More than half-a-dozen pleas in SC challenging the Places of Worship Act 1991

More than half-a-dozen pleas in SC challenging the Places of Worship Act 1991
Representative imageIANS
A plea has been filed in the Supreme Court challenging the constitutional validity of certain sections of the Places of Worship (Special Provisions) Act 1991, which makes a total of eight petitions filed so far against the Act.

The recent petition filed by a retired army officer Anil Kabotra said a retrospective cut-off date -- August 15, 1947 -- was fixed to legalise the illegal acts of barbaric invaders and pointed out that the Act violates the principles of secularism. The plea, filed through advocate Ashwini Kumar Dubey, challenged the constitutional validity of Sections 2, 3, and 4 of the Places of Worship (Special Provisions) Act 1991, which it said offends Articles 14, 15, 21, 25, 26, 29.
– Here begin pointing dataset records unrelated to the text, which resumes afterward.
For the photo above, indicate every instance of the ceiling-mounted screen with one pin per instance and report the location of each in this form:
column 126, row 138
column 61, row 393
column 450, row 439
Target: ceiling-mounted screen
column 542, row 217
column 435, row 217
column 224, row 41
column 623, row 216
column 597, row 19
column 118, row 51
"Hindus, Jains, Buddhists, Sikhs, have the right to profess, practice and propagate religion as provided in their religious scriptures and Article 13 prohibits from making law which takes away their rights," said Kabotra's plea. It further added, "Right to restore back religious property is unfettered and continuing wrong and injury may be cured by judicial remedy."
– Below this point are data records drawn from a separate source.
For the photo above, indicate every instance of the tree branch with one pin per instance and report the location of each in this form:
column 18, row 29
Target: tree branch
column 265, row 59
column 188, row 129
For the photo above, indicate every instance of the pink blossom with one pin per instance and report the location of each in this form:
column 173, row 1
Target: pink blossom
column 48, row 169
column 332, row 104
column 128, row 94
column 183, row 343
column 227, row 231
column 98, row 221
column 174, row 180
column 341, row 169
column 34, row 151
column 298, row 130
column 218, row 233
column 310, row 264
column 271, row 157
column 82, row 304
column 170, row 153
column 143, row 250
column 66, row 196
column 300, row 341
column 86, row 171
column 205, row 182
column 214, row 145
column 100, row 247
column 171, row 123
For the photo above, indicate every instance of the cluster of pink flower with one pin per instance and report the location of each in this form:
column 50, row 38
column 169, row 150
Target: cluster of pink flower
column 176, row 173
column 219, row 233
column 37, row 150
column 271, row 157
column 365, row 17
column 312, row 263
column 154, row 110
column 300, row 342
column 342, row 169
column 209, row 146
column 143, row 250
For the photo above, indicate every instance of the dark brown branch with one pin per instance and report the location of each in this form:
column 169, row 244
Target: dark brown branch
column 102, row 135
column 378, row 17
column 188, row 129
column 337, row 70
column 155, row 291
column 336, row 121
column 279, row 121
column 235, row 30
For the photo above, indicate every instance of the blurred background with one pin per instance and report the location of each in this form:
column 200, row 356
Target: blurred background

Advocate Ashwini Upadhyay, BJP leader Subramanian Swamy, advocate Rudra Vikram Singh, Swami Jeetendranand Saraswati, a religious leader, are among the petitioners who have already filed petitions in the top court challenging the 1991 Act.

Recently, Jamiat Ulama-i-Hind, a Muslim organisation, has also moved the top court seeking to implead in the PIL filed by Upadhyay, on which notice was issued last year.
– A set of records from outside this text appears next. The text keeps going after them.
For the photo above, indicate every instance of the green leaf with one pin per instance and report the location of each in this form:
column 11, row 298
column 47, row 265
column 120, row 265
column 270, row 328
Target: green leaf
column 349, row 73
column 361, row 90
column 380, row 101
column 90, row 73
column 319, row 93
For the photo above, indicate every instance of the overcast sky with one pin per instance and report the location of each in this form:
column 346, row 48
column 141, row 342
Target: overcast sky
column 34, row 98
Citing the 2019 Ayodhya judgment, Jamiat's application said: "This court has categorically held that the law cannot be used as a device to reach back in time and provides a legal remedy to every person who disagrees with the course which history has taken and that the courts of today cannot take cognizance of historical rights and wrongs unless it is shown that their legal consequences are enforceable in the present."

The plea added that the historical wrongs cannot be remedied by the people taking the law in their own hands. "In preserving the character of places of public worship, Parliament has mandated in no uncertain terms that history and its wrongs shall not be used as instruments to oppress the present and the future," it added.

The Supreme Court had issued notice on March 12 on Upadhyay's plea, however it has not come up for hearing so far.